Nowadays, you can watch all of both the original 1980s Bubblegum Crisis OVAs as well as the 1990s Bubblegum Crisis 2040 TV series remake for free courtesy of sites like FUNimation.com and Hulu.com, so judge for yourselves. There’s just one catch: while 2040 is available streaming in the original Japanese, the original BGC is available dub-only. This is quite regrettable as the Bubblegum Crisis dub is NOTORIOUSLY sub-par; the type of thing frequently pointed to back in the old “dubs vs subs” arguments that used to be REALLY heated back in the days when you were forced to buy one or the other. Thanks to that dub, I picked up on the fact that the ability to convincingly voice the act of crying often separates bad dubs from the not-so-bad… and the Bubblegum Crisis dub has some of the WORST crying ever! The songs are all re-dubbed into English with decidedly mixed results; a practice that has all but vanished nowadays precisely because the vocal ranges of several Japanese songs can sound downright strange when appropriated into the English language. What’s more, they must not have been able to get the original vocal song tracks because all the instrumental melodies for those dubbed songs are approximately reconstructed sound-alikes, cover-band style. So unless you saw the dub back when you were a kid and have some bizarre nostalgia for it, you REALLY don’t want to hear Bubblegum Crisis for the first time in English. As is the case with virtually all Animeigo titles at this point, the lowest price to buy Bubblegum Crisis on DVD is directly from the Animeigo.com website. There was a Japanese release of the series on Blu-Ray afew years ago that will play on US players, but between the added costs, lack of subtitles, and the fact that direct-to-video animation from this era was never intended to be viewed in high-definition, that route is definitely “for fans only.”

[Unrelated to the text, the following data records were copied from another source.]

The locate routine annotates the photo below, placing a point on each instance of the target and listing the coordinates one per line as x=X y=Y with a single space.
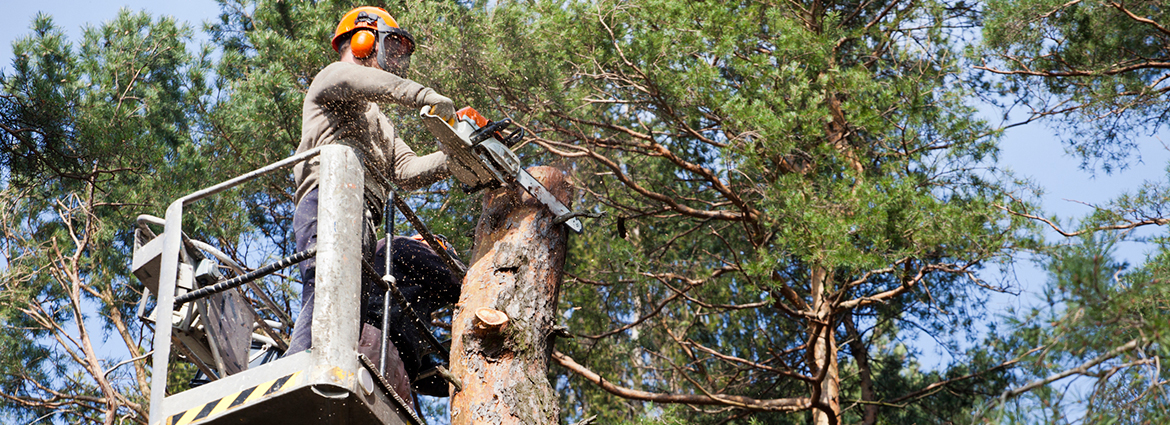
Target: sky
x=1030 y=150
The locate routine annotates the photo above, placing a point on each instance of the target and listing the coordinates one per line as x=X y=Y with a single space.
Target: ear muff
x=362 y=43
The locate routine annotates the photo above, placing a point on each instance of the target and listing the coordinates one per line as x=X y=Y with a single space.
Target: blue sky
x=1031 y=150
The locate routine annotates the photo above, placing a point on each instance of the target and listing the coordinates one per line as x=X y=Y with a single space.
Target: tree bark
x=827 y=406
x=516 y=269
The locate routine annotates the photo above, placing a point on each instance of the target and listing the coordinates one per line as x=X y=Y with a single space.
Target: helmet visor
x=396 y=45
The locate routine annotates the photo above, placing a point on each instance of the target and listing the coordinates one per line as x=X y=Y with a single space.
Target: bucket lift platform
x=331 y=383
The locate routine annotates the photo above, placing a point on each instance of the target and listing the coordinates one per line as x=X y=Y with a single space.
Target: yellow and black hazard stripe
x=232 y=400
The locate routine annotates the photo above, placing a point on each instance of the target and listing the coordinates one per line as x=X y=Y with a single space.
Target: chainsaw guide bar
x=479 y=159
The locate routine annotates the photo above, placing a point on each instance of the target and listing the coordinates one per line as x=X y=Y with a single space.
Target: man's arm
x=412 y=171
x=350 y=82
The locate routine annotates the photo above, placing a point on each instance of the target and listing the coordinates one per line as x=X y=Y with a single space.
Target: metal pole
x=169 y=274
x=389 y=278
x=336 y=321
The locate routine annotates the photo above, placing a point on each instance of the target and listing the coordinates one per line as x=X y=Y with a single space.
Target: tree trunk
x=827 y=406
x=517 y=266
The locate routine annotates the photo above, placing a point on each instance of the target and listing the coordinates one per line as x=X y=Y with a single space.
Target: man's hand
x=440 y=105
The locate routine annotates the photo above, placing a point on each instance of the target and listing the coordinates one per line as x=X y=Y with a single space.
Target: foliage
x=793 y=192
x=766 y=170
x=1098 y=67
x=89 y=132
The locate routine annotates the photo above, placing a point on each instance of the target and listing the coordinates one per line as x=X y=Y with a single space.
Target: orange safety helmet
x=380 y=26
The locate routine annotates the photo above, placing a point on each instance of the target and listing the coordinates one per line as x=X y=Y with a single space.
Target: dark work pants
x=421 y=275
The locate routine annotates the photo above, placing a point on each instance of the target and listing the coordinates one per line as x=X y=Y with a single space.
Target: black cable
x=221 y=286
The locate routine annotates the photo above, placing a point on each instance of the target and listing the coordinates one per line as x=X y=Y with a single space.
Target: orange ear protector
x=362 y=43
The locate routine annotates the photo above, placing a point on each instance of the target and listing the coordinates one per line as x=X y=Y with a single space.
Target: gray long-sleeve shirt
x=339 y=108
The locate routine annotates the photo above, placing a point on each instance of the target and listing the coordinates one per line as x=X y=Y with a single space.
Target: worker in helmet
x=342 y=107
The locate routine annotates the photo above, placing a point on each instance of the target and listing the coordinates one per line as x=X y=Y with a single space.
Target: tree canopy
x=792 y=193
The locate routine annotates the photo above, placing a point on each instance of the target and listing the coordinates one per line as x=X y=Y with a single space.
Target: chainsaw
x=479 y=155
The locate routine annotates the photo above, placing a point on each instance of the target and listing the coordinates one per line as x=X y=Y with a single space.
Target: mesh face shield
x=394 y=48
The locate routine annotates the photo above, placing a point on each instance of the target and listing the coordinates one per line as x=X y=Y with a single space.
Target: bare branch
x=776 y=404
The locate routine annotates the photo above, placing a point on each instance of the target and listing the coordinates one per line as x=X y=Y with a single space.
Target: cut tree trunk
x=501 y=340
x=824 y=352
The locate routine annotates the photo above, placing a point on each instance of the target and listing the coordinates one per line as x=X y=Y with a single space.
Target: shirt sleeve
x=350 y=82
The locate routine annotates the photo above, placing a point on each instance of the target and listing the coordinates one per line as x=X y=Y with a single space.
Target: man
x=341 y=108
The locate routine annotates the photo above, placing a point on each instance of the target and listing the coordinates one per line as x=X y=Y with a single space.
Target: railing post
x=337 y=304
x=169 y=273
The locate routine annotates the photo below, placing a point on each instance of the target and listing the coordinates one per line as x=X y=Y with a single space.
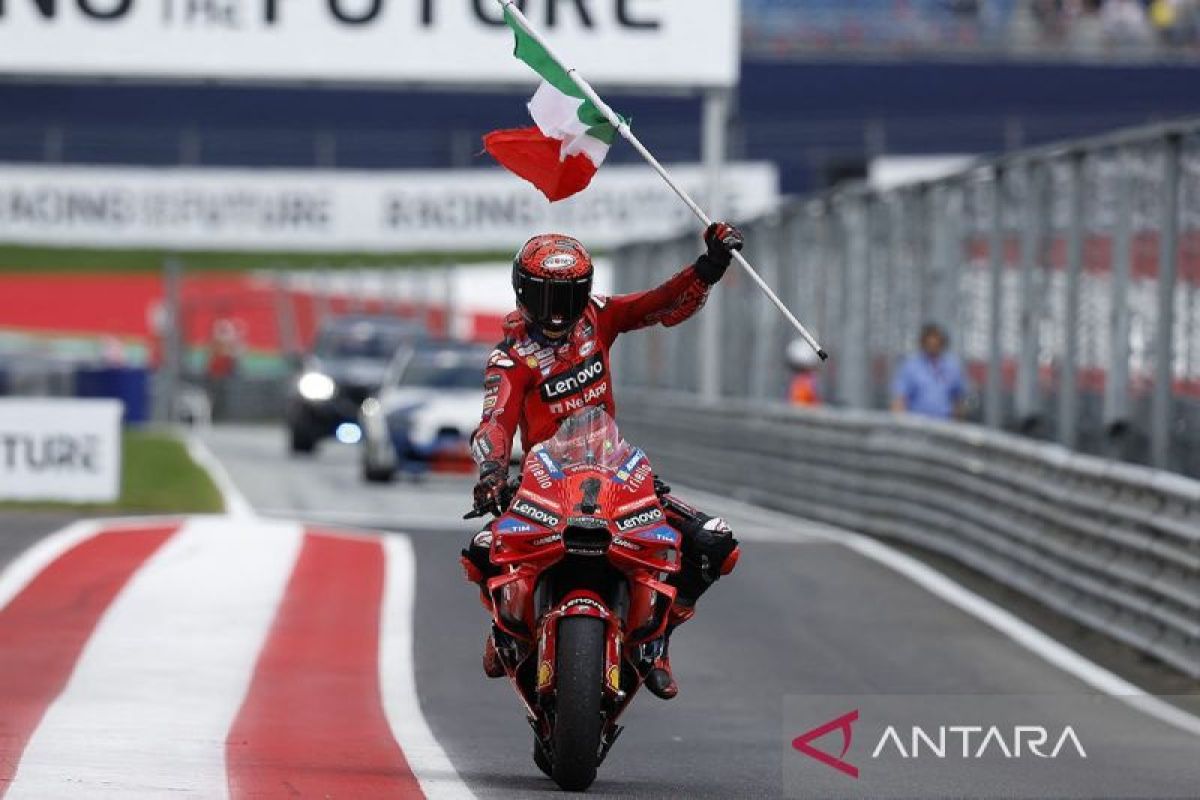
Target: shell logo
x=544 y=673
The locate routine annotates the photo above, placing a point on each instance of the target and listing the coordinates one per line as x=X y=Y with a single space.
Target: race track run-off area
x=253 y=656
x=209 y=657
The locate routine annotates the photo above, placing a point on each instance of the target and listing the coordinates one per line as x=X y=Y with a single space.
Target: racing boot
x=659 y=679
x=492 y=665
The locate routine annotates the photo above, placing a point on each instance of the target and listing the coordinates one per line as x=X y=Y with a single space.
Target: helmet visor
x=555 y=304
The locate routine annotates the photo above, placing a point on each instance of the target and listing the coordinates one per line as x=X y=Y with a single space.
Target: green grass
x=54 y=259
x=157 y=476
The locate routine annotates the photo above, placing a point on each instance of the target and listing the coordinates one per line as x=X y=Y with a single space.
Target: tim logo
x=845 y=723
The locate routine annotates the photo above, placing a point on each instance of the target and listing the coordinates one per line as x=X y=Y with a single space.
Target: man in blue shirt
x=930 y=383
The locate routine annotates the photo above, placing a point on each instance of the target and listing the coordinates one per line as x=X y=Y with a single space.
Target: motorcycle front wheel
x=579 y=722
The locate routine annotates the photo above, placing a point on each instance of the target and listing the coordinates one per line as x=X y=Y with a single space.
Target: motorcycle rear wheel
x=579 y=722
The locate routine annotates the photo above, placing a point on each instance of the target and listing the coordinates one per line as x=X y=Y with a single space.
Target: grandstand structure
x=823 y=90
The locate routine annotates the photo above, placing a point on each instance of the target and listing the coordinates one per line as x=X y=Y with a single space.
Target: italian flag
x=570 y=138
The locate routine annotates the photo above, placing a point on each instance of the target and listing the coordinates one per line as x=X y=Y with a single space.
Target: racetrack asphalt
x=802 y=615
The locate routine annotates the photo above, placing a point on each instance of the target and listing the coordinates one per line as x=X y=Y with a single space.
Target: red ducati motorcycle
x=586 y=551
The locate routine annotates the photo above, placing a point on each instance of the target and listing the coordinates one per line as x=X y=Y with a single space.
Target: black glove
x=491 y=487
x=721 y=240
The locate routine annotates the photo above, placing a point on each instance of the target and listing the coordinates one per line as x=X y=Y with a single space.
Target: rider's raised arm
x=681 y=296
x=504 y=388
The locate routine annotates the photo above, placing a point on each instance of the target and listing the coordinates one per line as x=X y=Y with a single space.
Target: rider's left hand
x=721 y=239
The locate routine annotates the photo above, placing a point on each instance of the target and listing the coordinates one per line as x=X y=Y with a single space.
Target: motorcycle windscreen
x=588 y=437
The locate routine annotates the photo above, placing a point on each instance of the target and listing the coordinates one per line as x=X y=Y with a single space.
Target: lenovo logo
x=571 y=383
x=535 y=512
x=640 y=519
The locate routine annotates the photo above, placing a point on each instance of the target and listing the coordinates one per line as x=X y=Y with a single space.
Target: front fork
x=580 y=602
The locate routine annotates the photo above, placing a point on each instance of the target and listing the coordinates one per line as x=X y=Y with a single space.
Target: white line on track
x=154 y=695
x=373 y=521
x=27 y=566
x=429 y=762
x=955 y=594
x=237 y=505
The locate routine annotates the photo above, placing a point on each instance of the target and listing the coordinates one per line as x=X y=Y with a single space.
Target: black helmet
x=552 y=277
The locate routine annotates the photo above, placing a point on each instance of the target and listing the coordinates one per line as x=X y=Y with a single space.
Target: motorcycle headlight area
x=316 y=386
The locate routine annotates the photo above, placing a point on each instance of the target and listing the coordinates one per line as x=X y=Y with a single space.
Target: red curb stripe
x=312 y=723
x=46 y=626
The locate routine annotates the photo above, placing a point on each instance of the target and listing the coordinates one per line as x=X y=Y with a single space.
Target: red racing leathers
x=532 y=384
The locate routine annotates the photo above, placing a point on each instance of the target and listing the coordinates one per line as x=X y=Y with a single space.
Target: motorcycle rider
x=555 y=360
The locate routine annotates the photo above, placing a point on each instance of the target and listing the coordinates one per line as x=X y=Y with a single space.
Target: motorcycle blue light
x=348 y=433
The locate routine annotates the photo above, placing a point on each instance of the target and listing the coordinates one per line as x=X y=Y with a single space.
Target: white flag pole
x=628 y=134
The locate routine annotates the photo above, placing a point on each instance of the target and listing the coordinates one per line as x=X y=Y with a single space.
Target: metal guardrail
x=1068 y=277
x=1113 y=546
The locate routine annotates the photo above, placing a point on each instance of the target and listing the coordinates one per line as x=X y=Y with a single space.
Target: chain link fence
x=1067 y=276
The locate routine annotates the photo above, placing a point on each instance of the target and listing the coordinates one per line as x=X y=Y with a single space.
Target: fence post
x=994 y=397
x=1027 y=390
x=855 y=366
x=1162 y=407
x=1068 y=372
x=1116 y=385
x=172 y=334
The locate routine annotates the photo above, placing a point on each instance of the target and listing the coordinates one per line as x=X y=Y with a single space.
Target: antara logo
x=947 y=741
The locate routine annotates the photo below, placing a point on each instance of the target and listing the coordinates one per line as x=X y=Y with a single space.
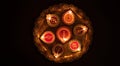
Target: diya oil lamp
x=52 y=20
x=63 y=33
x=80 y=30
x=74 y=45
x=48 y=37
x=68 y=17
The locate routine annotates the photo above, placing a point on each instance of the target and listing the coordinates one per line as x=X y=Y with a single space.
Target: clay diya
x=80 y=30
x=68 y=17
x=48 y=37
x=52 y=20
x=74 y=45
x=57 y=50
x=63 y=34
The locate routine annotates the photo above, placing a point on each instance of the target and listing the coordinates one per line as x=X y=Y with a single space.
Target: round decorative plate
x=62 y=33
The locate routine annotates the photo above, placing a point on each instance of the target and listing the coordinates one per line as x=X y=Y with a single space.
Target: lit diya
x=57 y=50
x=80 y=29
x=74 y=45
x=68 y=17
x=52 y=20
x=63 y=34
x=48 y=37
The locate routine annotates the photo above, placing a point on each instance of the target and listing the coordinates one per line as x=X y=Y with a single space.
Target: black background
x=20 y=49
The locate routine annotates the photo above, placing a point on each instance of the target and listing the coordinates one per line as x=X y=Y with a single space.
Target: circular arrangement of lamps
x=62 y=34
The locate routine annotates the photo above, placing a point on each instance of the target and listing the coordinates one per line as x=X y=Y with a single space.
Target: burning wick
x=74 y=45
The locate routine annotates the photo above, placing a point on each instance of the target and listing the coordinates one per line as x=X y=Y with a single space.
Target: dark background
x=20 y=48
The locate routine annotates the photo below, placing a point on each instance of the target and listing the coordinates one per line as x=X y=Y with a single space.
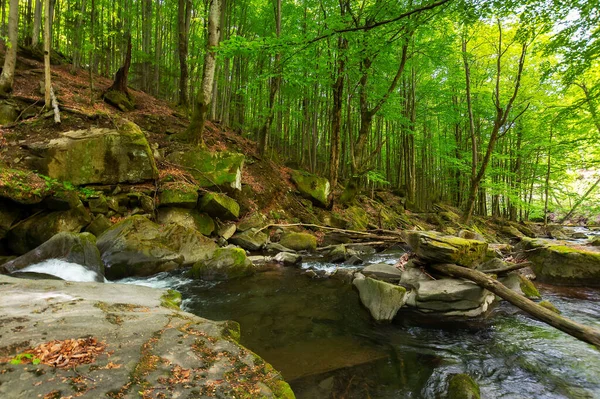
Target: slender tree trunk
x=37 y=23
x=263 y=135
x=10 y=60
x=47 y=40
x=184 y=14
x=195 y=132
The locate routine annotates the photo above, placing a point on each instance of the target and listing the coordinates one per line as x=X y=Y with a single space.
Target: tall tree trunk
x=184 y=14
x=195 y=132
x=274 y=86
x=47 y=40
x=37 y=23
x=10 y=60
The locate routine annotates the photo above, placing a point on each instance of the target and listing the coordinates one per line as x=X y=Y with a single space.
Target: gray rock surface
x=153 y=347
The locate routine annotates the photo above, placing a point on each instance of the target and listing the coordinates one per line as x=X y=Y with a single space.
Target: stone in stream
x=69 y=247
x=382 y=299
x=462 y=386
x=311 y=186
x=138 y=247
x=146 y=337
x=224 y=264
x=288 y=258
x=96 y=156
x=561 y=263
x=252 y=239
x=383 y=271
x=434 y=247
x=299 y=241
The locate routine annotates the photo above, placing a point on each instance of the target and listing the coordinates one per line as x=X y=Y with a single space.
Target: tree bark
x=184 y=15
x=579 y=331
x=10 y=60
x=195 y=132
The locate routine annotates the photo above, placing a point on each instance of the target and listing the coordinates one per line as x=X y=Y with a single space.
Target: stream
x=318 y=335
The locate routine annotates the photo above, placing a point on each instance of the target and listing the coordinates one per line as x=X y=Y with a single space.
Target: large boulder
x=313 y=187
x=39 y=228
x=221 y=169
x=220 y=206
x=97 y=156
x=69 y=247
x=190 y=218
x=299 y=241
x=434 y=247
x=225 y=264
x=562 y=263
x=138 y=247
x=382 y=299
x=181 y=195
x=252 y=240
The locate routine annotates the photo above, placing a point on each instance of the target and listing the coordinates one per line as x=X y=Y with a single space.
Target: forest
x=488 y=106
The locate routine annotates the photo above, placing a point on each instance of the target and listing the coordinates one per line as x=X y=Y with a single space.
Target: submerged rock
x=563 y=264
x=69 y=247
x=97 y=156
x=382 y=299
x=225 y=264
x=437 y=248
x=299 y=241
x=312 y=186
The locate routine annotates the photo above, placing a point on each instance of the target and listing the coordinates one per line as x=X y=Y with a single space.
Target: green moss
x=171 y=299
x=462 y=386
x=548 y=305
x=528 y=288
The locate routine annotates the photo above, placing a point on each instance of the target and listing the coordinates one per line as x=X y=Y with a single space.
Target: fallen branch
x=511 y=267
x=352 y=244
x=579 y=331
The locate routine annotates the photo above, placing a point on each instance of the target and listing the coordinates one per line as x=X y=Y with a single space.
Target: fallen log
x=579 y=331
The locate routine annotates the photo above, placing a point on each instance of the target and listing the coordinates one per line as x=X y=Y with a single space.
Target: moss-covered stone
x=219 y=205
x=313 y=187
x=225 y=264
x=437 y=248
x=528 y=289
x=23 y=187
x=560 y=263
x=299 y=241
x=97 y=156
x=190 y=218
x=171 y=299
x=462 y=386
x=119 y=100
x=178 y=194
x=212 y=169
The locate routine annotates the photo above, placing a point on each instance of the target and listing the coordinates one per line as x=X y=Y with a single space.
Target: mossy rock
x=181 y=195
x=357 y=218
x=299 y=241
x=211 y=169
x=313 y=187
x=462 y=386
x=562 y=264
x=97 y=156
x=119 y=100
x=438 y=248
x=219 y=205
x=225 y=264
x=190 y=218
x=23 y=187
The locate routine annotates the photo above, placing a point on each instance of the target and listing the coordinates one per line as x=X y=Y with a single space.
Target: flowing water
x=318 y=335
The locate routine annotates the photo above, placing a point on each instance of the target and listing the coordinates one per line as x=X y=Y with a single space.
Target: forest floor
x=267 y=185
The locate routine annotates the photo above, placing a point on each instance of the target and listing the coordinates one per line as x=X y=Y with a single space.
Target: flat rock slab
x=151 y=349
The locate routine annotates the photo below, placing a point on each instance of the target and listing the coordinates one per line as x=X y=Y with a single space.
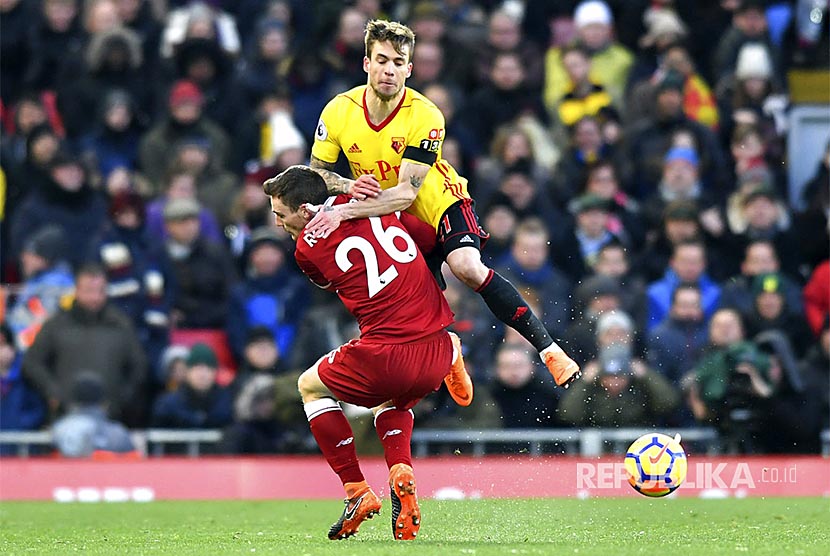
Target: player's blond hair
x=398 y=34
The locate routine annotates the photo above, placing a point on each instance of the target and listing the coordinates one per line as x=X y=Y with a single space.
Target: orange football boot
x=458 y=380
x=406 y=514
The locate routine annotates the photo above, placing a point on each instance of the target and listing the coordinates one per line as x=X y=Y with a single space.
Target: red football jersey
x=379 y=274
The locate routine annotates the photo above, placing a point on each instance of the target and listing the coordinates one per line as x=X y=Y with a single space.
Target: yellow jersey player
x=391 y=136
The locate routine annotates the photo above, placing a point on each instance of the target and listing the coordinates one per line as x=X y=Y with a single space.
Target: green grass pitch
x=635 y=525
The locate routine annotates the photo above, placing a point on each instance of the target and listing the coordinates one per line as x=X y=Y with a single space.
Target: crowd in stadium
x=627 y=158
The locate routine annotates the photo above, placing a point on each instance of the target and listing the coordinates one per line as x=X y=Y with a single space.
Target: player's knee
x=469 y=270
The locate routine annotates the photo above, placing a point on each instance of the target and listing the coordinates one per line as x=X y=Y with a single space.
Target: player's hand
x=324 y=222
x=364 y=187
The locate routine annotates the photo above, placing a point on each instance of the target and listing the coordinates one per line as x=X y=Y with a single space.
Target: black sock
x=508 y=306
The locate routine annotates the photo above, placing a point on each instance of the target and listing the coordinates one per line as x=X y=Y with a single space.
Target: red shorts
x=369 y=374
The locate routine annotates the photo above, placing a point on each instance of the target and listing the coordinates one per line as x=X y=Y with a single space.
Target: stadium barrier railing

The biggest fan/apologist of Bubblegum Crisis 2040 I’ve ever met—that’s you, DAVE RILEY—said in the October 2011 issue of Otaku USA that “2040 is not a revolution. It’s hardly even an evolution. It’s an above average show that’s trying its best, gosh darnit, and can’t we all just give it a shot?” And if you caught me on a really good day, I might just agree with that statement as being true, both for when 2040 came out as well as today. But on MOST days, I’d disavow the existence of Bubblegum Crisis 2040, because for the time it came out the original Bubblegum Crisis WAS seen as a revolution, an evolution, and a much more than above average series. That said, it almost certainly is absolutely none of those things today in the eyes of people who are not me. Is it better to be consistently “all right” or transiently stupendous? That’s difficult to decide, but as far as I’m concerned there’s always going to be a hurricane tonight.